Tuesday, September 24, 2013

Does tamoxifen have a place in TNBC treatment? The answer is still "no."

Women with the BRCA 1 or 2 mutations may benefit from the use of tamoxifen, even if they are estrogen negative, but the evidence so far is not convincing.  According to research in the Journal of Clinical Oncology, use of tamoxifen reduced the risk of cancer in the opposite breast by more than half among both BRCA1 and BRCA2 mutation carriers no matter what the receptor status was of the original tumor.

The study looked at information on 1,583 BRCA1 and 881 BRCA2 mutation carriers who took tamoxifen after their breast cancer diagnosis;  of these 24 percent of the BRCA 1 took tamoxifen and 52 percent on the BRCA 2 carriers took tamoxifen.   

This is an intriguing study and I would not make much of it until or unless a clinical study is started to look at the issue more closely in a more controlled environment.

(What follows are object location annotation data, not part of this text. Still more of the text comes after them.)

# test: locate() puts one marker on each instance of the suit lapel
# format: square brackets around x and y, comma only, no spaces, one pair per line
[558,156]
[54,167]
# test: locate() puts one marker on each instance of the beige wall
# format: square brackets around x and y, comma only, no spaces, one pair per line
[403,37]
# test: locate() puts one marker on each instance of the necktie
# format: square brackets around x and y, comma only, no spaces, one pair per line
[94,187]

The numbers of women on tamoxifen were small in the research, because tamoxifen has not been recommended for TNBC and many cases of cancer among those with the BRCA mutations are TNBC. Also, we're not sure how other variables were controlled, or if they were, so those could play a part. So I would not start thinking tamoxifen is a benefit to TNBC—there's way too many questions right now, and the side effects of tamoxifen are significant. The general recommendation is not to use tamoxifen for TNBC, and that recommendation still stands.